Feb. 5: Auteurism (1) Welles, Citizen Kane Barthes, “The Death of an Author” Foucault, “What is an Author?” Sarris, “The Auteur Theory Revisited” Wollen, “The Auteur Theory”

Feb.12: Auteurism (2) Fellini, 8 ½ Miller, 8 1/2 Allen, Play It Again, Sam Vertov, “Film Directors: A Revolution”

Feb. 26: Image (1) Hitchcock, Rear Window Plato, “The Allegory of the Cave” Bazin, “The Ontology of the Photographic Image” Sontag, “On Photography” Deleuze, from Cinema II: The Time-Image

March 5: Image (2) Powell, Peeping Tom Lacan, “The Mirror Stage” Metz, “Identification, Mirror” “Disavowal, Fetishism”

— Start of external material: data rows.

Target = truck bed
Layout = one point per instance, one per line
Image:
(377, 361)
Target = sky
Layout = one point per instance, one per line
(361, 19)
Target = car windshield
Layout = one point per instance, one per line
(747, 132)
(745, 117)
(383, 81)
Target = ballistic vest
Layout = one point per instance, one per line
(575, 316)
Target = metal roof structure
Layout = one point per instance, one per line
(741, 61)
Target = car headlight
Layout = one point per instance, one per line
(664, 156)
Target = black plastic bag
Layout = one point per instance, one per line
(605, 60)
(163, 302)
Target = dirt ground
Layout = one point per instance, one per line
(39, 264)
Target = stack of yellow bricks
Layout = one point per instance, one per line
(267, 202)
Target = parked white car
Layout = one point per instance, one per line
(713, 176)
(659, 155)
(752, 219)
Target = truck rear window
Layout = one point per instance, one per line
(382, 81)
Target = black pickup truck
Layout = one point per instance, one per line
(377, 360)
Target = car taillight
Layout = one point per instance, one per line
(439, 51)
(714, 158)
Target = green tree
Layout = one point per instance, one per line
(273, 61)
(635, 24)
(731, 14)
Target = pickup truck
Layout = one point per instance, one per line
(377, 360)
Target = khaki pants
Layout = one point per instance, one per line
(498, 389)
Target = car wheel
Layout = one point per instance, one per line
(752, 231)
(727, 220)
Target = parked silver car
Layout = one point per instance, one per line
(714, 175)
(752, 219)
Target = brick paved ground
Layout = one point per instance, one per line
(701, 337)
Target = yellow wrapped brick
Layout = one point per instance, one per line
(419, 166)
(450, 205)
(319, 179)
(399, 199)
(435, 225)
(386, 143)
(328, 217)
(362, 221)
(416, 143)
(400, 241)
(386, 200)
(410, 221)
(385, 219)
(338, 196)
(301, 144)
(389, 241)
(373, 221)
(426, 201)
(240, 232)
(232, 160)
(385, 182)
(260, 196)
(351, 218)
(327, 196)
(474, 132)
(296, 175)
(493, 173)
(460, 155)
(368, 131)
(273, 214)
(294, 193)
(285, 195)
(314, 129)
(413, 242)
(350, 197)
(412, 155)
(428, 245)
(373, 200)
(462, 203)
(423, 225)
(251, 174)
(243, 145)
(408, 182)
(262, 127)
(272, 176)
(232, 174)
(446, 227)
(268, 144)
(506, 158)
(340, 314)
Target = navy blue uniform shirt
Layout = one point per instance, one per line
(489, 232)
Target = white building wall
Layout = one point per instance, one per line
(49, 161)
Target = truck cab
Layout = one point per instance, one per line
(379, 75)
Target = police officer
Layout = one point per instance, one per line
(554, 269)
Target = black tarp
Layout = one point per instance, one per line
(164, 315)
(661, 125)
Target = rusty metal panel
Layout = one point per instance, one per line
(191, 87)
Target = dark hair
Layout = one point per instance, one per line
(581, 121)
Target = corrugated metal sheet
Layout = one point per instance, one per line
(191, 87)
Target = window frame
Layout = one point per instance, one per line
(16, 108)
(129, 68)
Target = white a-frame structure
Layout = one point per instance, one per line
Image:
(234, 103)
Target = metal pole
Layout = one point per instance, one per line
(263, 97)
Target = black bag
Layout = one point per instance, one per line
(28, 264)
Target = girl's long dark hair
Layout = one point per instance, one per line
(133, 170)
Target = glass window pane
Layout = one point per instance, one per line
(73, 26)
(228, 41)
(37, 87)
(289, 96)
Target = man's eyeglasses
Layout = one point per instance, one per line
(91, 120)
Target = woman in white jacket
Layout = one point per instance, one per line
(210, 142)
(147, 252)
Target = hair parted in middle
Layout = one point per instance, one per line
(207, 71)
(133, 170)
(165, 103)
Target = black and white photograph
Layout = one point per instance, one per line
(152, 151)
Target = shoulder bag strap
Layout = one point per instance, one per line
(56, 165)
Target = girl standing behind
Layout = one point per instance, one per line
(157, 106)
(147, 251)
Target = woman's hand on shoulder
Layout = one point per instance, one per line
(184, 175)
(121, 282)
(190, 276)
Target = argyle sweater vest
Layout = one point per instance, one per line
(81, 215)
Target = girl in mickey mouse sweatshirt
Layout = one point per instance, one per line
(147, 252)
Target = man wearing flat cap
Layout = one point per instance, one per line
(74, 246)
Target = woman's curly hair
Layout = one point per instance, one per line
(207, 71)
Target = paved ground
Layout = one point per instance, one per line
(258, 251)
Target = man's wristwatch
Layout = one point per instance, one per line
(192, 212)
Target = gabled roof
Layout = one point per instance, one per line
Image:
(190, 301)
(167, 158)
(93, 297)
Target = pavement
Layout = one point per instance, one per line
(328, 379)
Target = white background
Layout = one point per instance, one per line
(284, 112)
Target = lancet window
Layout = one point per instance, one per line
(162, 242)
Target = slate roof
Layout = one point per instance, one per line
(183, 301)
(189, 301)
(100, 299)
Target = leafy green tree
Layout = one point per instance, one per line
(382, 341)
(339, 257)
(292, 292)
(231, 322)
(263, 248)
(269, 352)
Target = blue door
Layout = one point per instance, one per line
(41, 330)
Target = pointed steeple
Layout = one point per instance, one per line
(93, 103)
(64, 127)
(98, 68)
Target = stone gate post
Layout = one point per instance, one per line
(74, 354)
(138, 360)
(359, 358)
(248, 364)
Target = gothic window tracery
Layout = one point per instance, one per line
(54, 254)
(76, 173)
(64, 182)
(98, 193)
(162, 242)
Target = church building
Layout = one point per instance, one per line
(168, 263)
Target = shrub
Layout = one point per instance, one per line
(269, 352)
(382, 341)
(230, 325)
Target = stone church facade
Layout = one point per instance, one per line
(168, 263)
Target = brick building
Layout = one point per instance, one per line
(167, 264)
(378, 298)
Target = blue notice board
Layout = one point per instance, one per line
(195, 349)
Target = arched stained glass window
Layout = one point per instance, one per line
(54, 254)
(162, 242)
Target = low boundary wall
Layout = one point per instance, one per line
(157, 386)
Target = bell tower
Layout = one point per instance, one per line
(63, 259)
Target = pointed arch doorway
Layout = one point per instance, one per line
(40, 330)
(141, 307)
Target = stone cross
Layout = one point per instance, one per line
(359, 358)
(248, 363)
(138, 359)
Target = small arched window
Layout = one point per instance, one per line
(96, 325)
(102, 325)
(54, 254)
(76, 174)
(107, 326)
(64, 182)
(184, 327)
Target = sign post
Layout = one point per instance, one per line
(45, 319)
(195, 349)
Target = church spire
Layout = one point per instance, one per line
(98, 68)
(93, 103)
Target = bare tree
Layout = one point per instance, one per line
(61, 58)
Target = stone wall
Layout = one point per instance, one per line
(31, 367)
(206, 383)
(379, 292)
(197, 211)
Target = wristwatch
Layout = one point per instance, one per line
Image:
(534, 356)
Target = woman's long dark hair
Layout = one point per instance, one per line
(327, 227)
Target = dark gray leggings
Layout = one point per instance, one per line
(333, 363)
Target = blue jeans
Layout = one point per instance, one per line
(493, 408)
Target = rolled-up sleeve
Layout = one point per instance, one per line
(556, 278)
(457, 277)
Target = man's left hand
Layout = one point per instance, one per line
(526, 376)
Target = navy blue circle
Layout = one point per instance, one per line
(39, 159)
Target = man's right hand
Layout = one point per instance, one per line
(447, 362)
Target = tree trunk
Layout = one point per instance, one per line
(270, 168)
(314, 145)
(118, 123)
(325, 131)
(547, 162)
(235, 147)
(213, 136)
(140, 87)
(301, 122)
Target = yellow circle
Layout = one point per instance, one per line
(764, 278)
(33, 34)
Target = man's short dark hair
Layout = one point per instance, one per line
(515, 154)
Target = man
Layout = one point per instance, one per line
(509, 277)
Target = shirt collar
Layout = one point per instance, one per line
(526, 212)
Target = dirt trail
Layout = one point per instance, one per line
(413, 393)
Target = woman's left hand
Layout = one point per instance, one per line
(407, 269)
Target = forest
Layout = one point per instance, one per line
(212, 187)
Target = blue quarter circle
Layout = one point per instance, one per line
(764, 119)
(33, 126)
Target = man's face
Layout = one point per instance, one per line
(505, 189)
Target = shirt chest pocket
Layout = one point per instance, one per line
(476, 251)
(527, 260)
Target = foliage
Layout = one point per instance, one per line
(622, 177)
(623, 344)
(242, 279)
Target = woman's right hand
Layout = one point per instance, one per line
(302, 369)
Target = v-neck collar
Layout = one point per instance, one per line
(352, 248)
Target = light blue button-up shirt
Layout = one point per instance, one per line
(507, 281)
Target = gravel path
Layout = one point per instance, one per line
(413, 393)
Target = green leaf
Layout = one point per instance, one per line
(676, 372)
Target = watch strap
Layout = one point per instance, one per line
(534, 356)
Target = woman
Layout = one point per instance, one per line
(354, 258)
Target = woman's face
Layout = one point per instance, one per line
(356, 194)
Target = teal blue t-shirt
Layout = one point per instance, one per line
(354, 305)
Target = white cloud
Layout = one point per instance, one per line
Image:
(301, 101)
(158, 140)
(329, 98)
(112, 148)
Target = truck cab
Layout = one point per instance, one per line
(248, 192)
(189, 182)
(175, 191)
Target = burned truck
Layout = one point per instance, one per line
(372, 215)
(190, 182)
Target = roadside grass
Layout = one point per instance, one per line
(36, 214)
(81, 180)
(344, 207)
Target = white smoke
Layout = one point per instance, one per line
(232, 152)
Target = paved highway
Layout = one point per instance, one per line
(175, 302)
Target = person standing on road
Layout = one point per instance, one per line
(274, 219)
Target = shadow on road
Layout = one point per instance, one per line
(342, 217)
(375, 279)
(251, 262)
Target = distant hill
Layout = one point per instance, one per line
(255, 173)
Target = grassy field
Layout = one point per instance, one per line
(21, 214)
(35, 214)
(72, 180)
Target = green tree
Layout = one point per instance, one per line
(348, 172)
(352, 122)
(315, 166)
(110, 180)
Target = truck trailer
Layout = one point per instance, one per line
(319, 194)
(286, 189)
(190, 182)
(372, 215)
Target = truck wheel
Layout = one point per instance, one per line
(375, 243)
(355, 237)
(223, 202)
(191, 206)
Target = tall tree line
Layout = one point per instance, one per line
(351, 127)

March12: Sound Kelly and Donen, Singin’ in the Rain Silverman, from The Acoustic Image Chion, from The Voice in Cinema Clover, “Dancin’ in the Rain”

March 12: Narrative and Montage (1) Eisenstein, The Battleship Potemkin Eisenstein, “The Dramaturgy of Film Form” Todorov, “The Structural Analysis of Narrative” Gunning, “The Cinema of Attractions”

March 19: Narrative and Montage (2) Hitchcock, Rope Aristotle, from Poetics Kuleshov, “The Principles of Montage” Miller, “Anal Rope”

March 26: Gender Wilder, Sunset Boulevard Berger, from Ways of Seeing Mulvey, “Visual Pleasure and Narrative Cinema” Doane, from The Desire to Desire

April 9: Race Crosland, The Jazz Singer Recommended viewing: Griffith, The Birth of a Nation Fanon, “Black Skin, White Masks” Rogin, “Blackface, White Noise” Dyer, from White

April 16: Sexuality Minnelli, Tea and Sympathy Sedgwick, from Epistemology of the Closet Freud, “On Fetishism” Freud, from Three Essays on the Theory of Sexuality Rich, from New Queer Cinema

April 23: The Genius of the System (3) Disney, The Lion King Disney, The Lion King 1 1/2 Barthes, “The Great Family of Man” Horkheimer and Adorno, “The Culture Industry” Bourdieu, from Distinction

Course Requirements: Attendance and participation; a seminar presentation; a final paper (22-25 pages).

Success in the course requires nine hours of work for every three hours of class time.

If you are a student with a documented disability on record here at Brandeis and wish to have a reasonable accommodation made for you, please speak to me as soon as possible.

The readings and movies will be posted on LATTE.